One of the big tasks in Artificial Intelligence is the acquisition and refinement of knowledge which is also known as Knowledge Representation and Reasoning. Recent progresses have also been achieved in the semantic web domain by knowledge graphs that process on huge amounts of unstructured data. The most famous ones are probably Google’s Knowledge Graph or IBMs WATSON. Others for example are Cyc, DBpedia or Yago to mention just a few.

On the contrary, the robotics domain is still far from using such big data for everyday activities, because the relation between internet knowledge and real world instances is still a very challenging and unsolved task. Even more far-fetched is the generalization from such knowledge and infer common concepts to achieve an intelligent behaviour.
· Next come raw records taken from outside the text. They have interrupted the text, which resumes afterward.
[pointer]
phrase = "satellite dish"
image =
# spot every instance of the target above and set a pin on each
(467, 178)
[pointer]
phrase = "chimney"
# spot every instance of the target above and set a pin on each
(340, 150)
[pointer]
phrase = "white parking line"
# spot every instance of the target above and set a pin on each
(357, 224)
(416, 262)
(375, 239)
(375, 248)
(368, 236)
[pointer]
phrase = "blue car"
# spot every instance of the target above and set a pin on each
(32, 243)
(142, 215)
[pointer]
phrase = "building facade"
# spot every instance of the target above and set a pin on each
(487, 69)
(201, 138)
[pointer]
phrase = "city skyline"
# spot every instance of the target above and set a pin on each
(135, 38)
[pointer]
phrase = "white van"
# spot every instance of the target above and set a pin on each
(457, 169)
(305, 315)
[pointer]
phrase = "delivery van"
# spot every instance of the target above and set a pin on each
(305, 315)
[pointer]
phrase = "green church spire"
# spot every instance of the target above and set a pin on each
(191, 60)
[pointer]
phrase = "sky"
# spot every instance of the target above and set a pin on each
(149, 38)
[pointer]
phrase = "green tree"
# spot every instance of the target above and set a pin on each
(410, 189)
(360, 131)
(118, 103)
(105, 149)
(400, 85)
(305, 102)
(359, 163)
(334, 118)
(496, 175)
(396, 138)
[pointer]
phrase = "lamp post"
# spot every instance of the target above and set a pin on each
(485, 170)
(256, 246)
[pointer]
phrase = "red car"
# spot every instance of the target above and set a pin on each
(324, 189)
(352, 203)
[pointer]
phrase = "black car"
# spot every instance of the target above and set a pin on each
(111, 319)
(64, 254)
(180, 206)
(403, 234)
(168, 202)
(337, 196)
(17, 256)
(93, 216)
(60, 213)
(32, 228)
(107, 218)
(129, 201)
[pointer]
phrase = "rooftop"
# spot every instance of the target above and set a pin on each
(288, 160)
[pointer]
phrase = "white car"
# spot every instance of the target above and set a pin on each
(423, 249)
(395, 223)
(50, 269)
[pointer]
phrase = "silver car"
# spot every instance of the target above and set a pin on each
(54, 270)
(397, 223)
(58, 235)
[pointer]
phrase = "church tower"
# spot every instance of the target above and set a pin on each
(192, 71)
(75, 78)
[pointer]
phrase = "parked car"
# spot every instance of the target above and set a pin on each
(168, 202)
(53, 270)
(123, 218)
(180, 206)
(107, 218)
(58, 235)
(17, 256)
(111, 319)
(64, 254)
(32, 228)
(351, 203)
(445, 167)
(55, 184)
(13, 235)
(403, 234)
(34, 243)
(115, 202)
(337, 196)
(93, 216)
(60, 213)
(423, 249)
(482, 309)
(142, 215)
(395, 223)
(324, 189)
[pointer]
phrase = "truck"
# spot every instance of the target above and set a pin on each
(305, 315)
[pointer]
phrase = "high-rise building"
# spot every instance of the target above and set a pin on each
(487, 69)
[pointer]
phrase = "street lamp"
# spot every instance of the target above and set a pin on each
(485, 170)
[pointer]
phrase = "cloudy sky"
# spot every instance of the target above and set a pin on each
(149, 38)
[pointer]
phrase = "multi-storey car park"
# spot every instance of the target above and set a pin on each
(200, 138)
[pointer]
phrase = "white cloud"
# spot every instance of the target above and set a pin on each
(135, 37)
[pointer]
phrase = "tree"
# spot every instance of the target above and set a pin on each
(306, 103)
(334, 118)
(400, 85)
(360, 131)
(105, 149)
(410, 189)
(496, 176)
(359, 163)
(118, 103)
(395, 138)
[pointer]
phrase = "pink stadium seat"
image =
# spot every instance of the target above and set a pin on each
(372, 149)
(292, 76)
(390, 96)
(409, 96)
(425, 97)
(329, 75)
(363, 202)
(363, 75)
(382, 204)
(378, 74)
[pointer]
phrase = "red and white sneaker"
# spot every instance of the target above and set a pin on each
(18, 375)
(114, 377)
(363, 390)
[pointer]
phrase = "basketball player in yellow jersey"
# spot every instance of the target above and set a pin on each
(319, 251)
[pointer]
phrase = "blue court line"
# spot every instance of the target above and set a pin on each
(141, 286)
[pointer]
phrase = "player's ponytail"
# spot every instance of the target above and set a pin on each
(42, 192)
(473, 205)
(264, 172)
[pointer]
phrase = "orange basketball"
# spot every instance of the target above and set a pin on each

First steps in this direction model a detailed environment for the robot to give it an ability to transfer knowledge into actions and vice versa. On the long-term, the knowledge representation of a robot could be enriched using big and unstructured data from the internet. This research topic steps into the second part mentioned above, that is to enrich all day activities making use of semantic web knowledge.

Another impressive progress has been made in game engines where rendering of environments become photorealistic, for example by the Unreal Engine 4. Such Virtual Reality (VR) environments have recently been used as interface between robot and real world. VR is another tool for learning, testing and exploring the everyday environment before going to real world. In turn, the gathered knowledge from real world could be represented in VR. In other words, the inner state of a knowledge base could be visualized by VR.

The combination of progresses in the areas of semantic web, game engines and robotics show a promising direction in reaching a level of autonomy for robots that is more general and flexible compared to classical AI approaches.

Bridging the gap between high-level symbolic and low-level subsymbolic approaches is a significant challenge and a topic of active research. A system that operates both in the symbolic and subsymbolic domain could potentially leverage positive aspects from both domains, such as the associative power of subsymbolic, distributed representations, or powerful inference methods and knowledge databanks available in symbolic AI. However, directly specifying a system that covers the entire stack from perception to high-level symbolic AI is not trivial, and potentially doomed to fail from the start.

Here, we start from the perspective of an agent that gradually builds a distributed representation by interacting with its environment, and explores how explicit knowledge accessible in a symbolic form can be used to improve the learning performance, e.g., by guiding exploration. The agent can perform a range of (discrete) actions in an interactive environment (reinforcement learning). Generally speaking, we are interested in an agent which can, after some training time, fulfill a number of tasks or quickly learn new tasks which are not known at training time. Therefore, the goal is to build an agent that can explore the environment and its own actions during training phase, and build a representation that is useful for learning/performing new tasks afterwards.

The main idea is to explore how to build a representation/algorithmic framework which can make use of symbolic information during training time, e.g. to guide exploration, and assess how this information can support the learning process, as well as the performance on new tasks. This could, for example, be done by using the symbolic information to dynamically construct intrinsic reward functions, or choose appropriate goal states.